I’ve read that some flight passengers put a dab of triple antibiotic ointment around the nostrils. Now isn’t that just so sexy?

Re: Jet Lag
Melatonin appears to be useful to a number of fliers. I’ve used it in the past – but usually forget to start taking it a few days before the flight which is suggested. You should be aware though that melatonin is actually an illegal substance in France. Don’t ask me why – it just is. Not that you would be thrown in jail for popping a melatonin capsule, but don’t expect to find it at the pharmacy – pretty amusing when you can, on the other hand, easily purchase codeine enhanced cough syrups with no prescription.

Another article suggested inhaling a pleasant perfume before you go to bed each night (for about a week before you leave on your trip). Then when you arrive in Paris, do the same thing. I’ve never tried this jet lag remedy because I’m always too busy packing or procrastinating about packing to remember to do anything so aesthetic.

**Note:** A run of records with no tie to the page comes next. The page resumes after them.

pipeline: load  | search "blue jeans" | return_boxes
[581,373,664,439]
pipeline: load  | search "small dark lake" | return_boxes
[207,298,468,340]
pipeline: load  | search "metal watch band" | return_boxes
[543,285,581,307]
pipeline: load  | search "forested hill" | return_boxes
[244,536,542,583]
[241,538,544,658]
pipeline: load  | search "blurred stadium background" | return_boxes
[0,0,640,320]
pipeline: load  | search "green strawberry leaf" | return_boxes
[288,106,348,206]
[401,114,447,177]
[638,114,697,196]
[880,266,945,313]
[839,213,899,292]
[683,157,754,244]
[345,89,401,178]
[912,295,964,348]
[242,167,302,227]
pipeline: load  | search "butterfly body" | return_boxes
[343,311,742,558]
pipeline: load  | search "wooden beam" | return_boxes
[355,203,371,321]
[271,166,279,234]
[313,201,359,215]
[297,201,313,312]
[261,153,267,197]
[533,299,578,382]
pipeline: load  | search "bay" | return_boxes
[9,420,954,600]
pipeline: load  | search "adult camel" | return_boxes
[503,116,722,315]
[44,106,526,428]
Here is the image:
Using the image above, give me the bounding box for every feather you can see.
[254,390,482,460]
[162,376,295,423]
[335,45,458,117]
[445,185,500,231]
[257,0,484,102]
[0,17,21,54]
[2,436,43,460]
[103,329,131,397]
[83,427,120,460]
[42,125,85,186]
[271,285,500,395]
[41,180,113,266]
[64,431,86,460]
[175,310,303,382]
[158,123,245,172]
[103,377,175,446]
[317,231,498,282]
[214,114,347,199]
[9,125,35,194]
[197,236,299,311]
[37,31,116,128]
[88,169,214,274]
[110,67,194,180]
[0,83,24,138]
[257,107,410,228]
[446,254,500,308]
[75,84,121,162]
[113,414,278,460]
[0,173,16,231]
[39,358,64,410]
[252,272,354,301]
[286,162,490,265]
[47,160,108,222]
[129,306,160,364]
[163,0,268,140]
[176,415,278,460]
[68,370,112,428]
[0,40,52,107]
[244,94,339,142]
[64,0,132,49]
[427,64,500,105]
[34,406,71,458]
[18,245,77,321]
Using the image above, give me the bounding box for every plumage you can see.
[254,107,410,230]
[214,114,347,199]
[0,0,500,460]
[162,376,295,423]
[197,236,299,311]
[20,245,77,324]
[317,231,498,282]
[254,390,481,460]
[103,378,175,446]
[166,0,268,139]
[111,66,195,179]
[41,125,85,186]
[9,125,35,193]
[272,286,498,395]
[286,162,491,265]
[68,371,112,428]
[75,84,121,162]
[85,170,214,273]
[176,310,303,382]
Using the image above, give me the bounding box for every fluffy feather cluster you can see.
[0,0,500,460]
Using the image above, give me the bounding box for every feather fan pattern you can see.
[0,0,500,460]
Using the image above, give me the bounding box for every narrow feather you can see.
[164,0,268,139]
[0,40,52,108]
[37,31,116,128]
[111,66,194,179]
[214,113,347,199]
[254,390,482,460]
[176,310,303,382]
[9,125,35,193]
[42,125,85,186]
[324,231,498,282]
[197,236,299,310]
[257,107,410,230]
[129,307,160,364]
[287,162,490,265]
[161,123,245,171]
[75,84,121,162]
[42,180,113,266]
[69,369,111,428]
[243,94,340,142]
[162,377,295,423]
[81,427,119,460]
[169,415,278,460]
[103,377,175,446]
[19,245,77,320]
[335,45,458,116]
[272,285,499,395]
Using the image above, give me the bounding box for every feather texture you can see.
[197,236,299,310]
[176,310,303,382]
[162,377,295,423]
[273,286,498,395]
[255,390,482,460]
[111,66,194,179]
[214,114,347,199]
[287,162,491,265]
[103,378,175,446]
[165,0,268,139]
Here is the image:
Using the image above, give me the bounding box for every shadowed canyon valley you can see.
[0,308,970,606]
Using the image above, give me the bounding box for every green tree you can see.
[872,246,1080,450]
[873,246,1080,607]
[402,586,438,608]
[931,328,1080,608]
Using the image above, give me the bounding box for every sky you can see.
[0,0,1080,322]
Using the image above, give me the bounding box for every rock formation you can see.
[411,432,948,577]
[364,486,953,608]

It can take you an entire week to recover from jet lag – which when you’re flying from west to east will cause you to be an insomniac and then wake up around noon for the first few days. Obviously, not everyone responds to jet lag in the same way. Some say that you should fight the urge to go to sleep on the first day and stay up during daylight hours. I disagree with this. Sleep when you feel like sleeping. The body is always right. Paris is an all day all night city. Take a long walk whenever you do wake up and enjoy Paris by night. If you miss the normal lunch hour (12:30 to 2 pm), stop into a salon du thé for a light snack that will hold you over until dinner at 8 or 9 pm.